Weird But True

Sunday, September 23, 2007

If only it were that easy.......

Here's a fun game! Go to your kitchen and start reading nutritional labels. Can you spot the milk and artificial sweetener?

Bet you think you can. But think again. Sure - there are the obvious ones but lactose -is milk sugar. Anything that ends in "tol" - an artificial sweetener. Whey, whey protein isolate, butter, butter fats, milk solids.......

Non fat powdered milk is even in granola bars!

Malitol, Xylitol, sorbitol - all fake stuff. Even in most commercial toothpaste!

Be honest - you always seem to swallow at least a bit when brushing - don't you?

I know what you're thinking - C'mon - it can't be that bad. But it's TRUE! And in my case - it's gotten that bad.

After earning of the "cause" of my troubles I made the rec./necessary changes to my diet. Feeling pretty good I grilled some fish, and sauteed some mushrooms, spinach, onions, zucc and cherry tomatoes. Seasoned with the balsamic "vinaigrette" I make myself - and use on my salads.

Half way through dinner - I was "on fire" again - WTF?! Tossed what was left and jumped in the shower. Not the fish - I had the same kind the same way the night before - no troubles. Not the dressing - use it everyday - no troubles. The night before I had a tossed salad with zucc. and tomatos on it. Could it be spinach?! Onions?! Mushrooms?

Thinking back - at the Japanese rest. where I ate the night before the last flare up I had sauteed mushrooms.
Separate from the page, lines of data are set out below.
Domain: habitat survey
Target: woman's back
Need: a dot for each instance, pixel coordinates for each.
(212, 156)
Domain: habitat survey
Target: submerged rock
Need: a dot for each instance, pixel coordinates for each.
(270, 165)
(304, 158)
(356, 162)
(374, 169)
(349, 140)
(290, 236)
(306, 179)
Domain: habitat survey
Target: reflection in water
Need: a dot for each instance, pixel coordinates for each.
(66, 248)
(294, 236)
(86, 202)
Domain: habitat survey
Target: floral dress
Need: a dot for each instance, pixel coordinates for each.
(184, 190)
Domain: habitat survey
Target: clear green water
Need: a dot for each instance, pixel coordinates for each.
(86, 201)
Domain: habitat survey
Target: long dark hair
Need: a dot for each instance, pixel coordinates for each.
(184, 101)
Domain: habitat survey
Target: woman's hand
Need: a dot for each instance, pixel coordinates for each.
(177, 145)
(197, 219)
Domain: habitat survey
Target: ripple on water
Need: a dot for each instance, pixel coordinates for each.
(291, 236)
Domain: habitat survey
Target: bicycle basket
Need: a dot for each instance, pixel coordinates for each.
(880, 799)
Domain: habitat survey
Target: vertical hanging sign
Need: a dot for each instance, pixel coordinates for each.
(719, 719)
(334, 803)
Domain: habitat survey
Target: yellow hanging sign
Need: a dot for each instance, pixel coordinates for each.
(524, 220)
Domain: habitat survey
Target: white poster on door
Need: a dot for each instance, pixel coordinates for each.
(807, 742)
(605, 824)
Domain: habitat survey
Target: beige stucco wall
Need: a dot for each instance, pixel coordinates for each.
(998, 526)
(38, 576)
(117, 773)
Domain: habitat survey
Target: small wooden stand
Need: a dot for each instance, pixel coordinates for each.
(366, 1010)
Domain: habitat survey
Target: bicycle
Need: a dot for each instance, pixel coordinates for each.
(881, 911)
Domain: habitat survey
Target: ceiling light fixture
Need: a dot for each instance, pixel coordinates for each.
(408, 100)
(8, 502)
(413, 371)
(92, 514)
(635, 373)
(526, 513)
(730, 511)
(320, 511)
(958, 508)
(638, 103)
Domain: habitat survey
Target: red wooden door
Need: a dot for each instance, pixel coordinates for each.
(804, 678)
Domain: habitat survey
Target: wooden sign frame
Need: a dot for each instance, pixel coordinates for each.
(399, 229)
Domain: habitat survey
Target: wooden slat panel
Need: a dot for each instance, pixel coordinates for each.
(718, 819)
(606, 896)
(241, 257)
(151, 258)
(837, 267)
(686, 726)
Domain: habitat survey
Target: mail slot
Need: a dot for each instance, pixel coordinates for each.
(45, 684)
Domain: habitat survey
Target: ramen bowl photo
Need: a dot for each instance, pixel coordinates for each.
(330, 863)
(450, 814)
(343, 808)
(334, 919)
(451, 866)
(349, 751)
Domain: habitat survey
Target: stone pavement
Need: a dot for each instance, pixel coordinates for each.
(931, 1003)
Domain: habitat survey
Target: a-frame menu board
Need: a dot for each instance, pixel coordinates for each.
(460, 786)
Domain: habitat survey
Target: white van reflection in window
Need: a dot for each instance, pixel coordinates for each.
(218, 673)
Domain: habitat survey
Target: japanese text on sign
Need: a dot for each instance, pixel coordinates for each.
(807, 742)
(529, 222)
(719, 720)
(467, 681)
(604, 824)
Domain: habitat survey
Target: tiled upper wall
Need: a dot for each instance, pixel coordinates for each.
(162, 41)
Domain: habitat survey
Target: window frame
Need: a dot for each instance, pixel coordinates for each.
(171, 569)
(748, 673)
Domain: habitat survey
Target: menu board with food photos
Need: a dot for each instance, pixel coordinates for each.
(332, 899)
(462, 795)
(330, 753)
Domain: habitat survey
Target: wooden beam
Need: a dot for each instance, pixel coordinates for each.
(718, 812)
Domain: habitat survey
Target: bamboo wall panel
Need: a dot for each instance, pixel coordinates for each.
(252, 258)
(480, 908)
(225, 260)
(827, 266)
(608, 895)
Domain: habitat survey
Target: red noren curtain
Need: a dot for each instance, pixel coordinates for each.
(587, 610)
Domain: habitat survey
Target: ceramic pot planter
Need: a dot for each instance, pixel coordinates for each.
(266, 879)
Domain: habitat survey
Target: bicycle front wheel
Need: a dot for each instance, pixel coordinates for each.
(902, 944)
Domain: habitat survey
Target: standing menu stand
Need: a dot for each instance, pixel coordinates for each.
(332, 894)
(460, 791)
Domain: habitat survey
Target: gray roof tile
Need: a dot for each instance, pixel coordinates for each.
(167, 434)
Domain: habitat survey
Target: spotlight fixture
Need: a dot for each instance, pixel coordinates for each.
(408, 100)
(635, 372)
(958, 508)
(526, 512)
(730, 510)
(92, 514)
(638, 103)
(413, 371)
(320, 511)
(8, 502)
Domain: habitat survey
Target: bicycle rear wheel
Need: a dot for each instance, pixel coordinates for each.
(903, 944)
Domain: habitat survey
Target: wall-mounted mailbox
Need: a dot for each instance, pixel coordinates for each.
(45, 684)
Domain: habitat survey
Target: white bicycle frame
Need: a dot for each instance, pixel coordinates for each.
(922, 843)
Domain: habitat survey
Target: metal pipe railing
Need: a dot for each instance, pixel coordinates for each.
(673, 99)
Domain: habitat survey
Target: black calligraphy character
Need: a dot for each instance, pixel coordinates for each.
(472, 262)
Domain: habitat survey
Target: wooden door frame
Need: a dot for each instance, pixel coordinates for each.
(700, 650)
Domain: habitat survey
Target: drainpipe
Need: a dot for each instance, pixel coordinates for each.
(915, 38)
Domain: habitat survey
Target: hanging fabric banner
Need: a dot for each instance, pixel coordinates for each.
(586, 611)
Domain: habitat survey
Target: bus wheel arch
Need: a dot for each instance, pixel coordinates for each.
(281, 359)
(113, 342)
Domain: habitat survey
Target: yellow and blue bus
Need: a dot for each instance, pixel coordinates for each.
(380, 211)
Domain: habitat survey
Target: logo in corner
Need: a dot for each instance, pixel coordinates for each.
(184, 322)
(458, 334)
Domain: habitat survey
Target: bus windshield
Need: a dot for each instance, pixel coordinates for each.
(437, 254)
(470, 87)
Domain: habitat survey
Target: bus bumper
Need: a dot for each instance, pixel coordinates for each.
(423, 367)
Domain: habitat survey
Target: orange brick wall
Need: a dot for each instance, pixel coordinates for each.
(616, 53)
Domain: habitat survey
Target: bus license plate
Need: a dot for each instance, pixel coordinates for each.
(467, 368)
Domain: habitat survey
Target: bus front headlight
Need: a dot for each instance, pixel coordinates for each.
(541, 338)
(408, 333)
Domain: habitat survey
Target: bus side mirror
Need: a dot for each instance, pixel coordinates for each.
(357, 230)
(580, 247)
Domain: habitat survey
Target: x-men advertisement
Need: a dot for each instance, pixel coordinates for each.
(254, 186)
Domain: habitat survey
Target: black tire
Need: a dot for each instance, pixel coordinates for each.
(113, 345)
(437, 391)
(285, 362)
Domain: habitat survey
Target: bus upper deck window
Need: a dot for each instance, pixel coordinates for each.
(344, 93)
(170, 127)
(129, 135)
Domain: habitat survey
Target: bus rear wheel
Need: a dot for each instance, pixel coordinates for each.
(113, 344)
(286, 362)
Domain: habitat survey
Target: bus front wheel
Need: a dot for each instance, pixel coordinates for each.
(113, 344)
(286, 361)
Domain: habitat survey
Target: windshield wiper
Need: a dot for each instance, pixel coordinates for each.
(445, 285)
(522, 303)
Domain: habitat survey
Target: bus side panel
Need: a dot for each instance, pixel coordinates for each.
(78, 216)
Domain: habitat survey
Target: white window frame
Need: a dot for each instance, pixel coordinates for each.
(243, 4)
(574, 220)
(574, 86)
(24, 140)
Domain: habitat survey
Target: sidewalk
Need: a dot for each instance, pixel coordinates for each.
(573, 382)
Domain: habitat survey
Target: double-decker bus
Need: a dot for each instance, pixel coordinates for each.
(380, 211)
And onions. We thought it was just MSG that triggered this - but maybe.......

I have onions a lot - but then up until Monday I had cottage cheese daily too. Don't often have mushrooms as they turn too quickly and they usually go to waste. But at the restaurant I ate a lot of them as no one else wanted them - and I (thought) I love them!

Mushroom = fungus = mold = known trigger........

GREAT! Now my veggies are poisonous?! What am I going to do?!
I decide to avoid mushrooms for the short term. The rash keeps progressing - think I'm healing - follow up sched. for Friday - life is going well.

I'm running errands on Wed. I find myself hungry - no food - no fruits veggies for sale. I read the labels and chose a soy based granola bar no chocolate coating, no sugar alcohols.

Not the best tasting - so I only eat 1/3 and toss the rest. This will hold me until I get home.
I wake up Thursday on FIRE again!!!!! Like I was in a tanning bed for 14 days - yet I no longer tan as I'm fearful of skin cancer!! What is going on?!@

Back to the Dr. on my lunch hour. Help - I'm begging. Please.
I explain everything I just did in more detail of course. They want to send me to a dermatologist. Wrong. I can "feel" that this is from it the inside coming out. Creams on the outside won't/'don't help. I feel "polluted". "Toxic". Even if I sit around and do nothing I still feel "grimy" a couple of hours later and need a shower - as if my body has "produced" something.

I explain the mushroom thing, the granola thing. I suggest that I know from my asthma once it's been triggered into a full on attack it takes very little "trigger" to set it off again - and the next attack comes on faster with equal if not more severity.

Could this be what is going on now? Could mushrooms be a trigger? Could I be that sensitive? I had stopped and bought the same type of granola bar that I ate a bite of the day before to show her. Sure enough - lactose is on the label - waaayyyy at the end of the list.

It's possible she agrees - and now I'm going to a food allergy specialist in two weeks. For now I record EVERYTHING I eat - times, amount, any body response. I will beat this - and in time - I will be able to eat a granola bar - but for now - I don't dare even eat at a restaurant for fear that they might cook something with or near butter/mushrooms - or something yet to be determined.

Lucky I like eating this way - clean, healthy, fresh - and that I truly enjoy cooking!



1 Comments:

  • Michelle
    Just catching up on your blog. Your health issue sounds awful, hope you get some answers soon. Thinking of you!